Mas os tempos mudaram. Hoje, é necessário afirmar com todas as letras: em briga de marido e mulher, mete-se a colher, sim. Violência contra a mulher não é um assunto privado. É crime. É violação de direitos. E deve ser combatida com informação, coragem e amparo jurídico.

A Lei Maria da Penha (Lei nº 11.340/2006) ampliou o entendimento sobre o que é violência. Não se trata apenas de agressão física. Existem cinco principais formas de violência contra a mulher, todas igualmente graves:

Violência física – Agressões como empurrões, tapas, socos, queimaduras e qualquer ato que cause dor ou lesão corporal.

Violência psicológica – Condutas que causam dano emocional, como ameaças, humilhações, isolamento, chantagens, controle de comportamentos e manipulação.

Violência moral – Atinge a honra da mulher por meio de calúnia, difamação ou injúria.

Violência sexual – Qualquer ação que force a mulher a manter relações sexuais contra sua vontade, impeça o uso de métodos contraceptivos ou desrespeite sua liberdade sexual.

Violência patrimonial – Apropriação, destruição ou retenção de bens, documentos, dinheiro, cartões e qualquer recurso da vítima.

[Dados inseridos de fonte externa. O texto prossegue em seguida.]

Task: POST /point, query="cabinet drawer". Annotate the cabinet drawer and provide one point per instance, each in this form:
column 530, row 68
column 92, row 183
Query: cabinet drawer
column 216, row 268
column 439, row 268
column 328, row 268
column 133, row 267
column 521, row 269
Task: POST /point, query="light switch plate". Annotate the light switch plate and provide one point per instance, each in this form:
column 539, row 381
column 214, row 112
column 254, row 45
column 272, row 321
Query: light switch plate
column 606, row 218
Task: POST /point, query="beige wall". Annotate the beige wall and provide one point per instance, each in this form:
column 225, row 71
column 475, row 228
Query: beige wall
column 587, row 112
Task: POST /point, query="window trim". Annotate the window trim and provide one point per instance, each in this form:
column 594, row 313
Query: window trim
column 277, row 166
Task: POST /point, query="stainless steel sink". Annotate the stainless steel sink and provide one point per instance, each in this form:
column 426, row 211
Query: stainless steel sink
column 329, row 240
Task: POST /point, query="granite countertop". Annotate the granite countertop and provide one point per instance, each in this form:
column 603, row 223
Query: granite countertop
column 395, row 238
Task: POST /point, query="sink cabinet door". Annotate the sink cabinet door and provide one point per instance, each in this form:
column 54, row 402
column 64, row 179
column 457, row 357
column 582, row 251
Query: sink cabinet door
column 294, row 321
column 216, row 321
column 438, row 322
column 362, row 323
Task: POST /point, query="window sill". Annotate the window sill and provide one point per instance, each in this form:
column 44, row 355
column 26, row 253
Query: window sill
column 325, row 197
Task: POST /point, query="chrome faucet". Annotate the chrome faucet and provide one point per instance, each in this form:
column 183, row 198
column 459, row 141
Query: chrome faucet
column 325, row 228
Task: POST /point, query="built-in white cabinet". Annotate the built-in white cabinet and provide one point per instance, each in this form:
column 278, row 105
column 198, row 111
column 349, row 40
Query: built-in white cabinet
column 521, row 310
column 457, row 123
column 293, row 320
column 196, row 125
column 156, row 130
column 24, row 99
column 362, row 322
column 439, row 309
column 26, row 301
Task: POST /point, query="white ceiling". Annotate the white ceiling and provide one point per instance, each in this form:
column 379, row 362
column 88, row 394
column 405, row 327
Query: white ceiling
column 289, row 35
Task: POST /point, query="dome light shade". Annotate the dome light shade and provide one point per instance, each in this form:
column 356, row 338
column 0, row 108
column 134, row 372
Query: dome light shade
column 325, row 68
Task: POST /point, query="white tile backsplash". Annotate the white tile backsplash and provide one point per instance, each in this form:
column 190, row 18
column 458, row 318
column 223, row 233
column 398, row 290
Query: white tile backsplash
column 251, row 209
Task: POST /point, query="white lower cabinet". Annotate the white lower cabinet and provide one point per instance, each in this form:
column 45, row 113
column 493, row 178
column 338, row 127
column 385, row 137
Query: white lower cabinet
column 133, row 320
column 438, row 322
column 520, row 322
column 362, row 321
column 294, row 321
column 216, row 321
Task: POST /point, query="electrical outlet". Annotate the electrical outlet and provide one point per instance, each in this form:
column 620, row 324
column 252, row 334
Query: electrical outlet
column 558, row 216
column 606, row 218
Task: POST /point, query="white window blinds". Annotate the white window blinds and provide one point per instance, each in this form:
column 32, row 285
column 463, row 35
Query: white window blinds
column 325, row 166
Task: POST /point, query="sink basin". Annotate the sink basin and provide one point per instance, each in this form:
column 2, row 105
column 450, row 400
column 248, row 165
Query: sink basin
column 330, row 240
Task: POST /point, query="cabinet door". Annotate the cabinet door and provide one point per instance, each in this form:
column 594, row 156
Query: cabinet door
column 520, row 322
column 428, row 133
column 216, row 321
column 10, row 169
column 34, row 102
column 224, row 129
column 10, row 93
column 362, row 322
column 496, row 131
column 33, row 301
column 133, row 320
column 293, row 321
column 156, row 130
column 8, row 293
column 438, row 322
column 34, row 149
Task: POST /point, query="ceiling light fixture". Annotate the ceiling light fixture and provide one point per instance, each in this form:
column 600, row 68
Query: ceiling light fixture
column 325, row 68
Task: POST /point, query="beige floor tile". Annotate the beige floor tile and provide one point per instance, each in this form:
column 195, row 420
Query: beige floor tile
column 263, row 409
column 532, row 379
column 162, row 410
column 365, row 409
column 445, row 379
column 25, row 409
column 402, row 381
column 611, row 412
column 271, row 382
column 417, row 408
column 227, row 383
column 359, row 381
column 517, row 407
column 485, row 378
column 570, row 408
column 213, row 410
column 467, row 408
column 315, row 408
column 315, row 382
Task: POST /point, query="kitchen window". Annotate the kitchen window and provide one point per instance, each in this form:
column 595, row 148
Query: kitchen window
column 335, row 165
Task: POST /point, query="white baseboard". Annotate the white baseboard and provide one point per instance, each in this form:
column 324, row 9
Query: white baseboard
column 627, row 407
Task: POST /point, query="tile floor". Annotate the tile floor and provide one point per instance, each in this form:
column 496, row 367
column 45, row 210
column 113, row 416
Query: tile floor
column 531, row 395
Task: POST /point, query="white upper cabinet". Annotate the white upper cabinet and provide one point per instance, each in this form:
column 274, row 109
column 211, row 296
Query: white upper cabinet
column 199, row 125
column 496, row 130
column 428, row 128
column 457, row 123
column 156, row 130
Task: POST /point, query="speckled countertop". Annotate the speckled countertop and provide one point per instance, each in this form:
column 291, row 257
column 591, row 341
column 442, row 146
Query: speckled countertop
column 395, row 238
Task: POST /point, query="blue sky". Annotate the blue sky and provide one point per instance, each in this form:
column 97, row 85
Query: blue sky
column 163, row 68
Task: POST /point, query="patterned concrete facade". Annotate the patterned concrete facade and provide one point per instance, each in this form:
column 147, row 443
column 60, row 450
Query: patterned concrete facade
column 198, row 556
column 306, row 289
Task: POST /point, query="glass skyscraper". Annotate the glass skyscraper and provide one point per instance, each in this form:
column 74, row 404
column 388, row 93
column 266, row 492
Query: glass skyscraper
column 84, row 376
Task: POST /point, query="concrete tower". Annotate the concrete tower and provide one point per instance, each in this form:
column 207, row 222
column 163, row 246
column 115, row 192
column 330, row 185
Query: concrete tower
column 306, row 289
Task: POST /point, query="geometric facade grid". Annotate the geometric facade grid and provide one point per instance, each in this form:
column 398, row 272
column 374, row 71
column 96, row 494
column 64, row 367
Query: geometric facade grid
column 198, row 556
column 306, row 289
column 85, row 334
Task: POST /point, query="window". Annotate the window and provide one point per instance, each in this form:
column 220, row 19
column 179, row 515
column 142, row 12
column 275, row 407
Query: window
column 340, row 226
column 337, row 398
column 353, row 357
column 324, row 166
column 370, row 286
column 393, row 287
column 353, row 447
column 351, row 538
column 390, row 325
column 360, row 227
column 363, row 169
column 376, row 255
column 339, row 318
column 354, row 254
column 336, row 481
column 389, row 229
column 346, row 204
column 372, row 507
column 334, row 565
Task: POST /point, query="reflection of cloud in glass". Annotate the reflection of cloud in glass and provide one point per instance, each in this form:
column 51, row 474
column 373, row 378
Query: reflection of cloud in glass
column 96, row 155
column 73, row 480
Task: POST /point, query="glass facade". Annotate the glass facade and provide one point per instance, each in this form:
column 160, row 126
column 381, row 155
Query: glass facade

Todas essas formas de violência são reconhecidas legalmente e exigem resposta imediata e efetiva do sistema de justiça.

Denunciar é romper o ciclo da violência e acionar os mecanismos legais de proteção. A denúncia possibilita que a vítima tenha acesso a medidas protetivas, acolhimento, proteção e suporte legal. O silêncio, muitas vezes imposto pelo medo ou pela dependência, apenas perpetua o sofrimento. A denúncia é um ato de força e de autopreservação.

O silêncio nunca protege. Naturalizar a violência é perpetuar o ciclo. Toda mulher tem direito à vida, à dignidade, à liberdade e à integridade. Nenhuma forma de agressão deve ser tolerada.

Em briga de marido e mulher, mete-se a colher, sim. Porque a vida da mulher vale mais do que qualquer convenção social.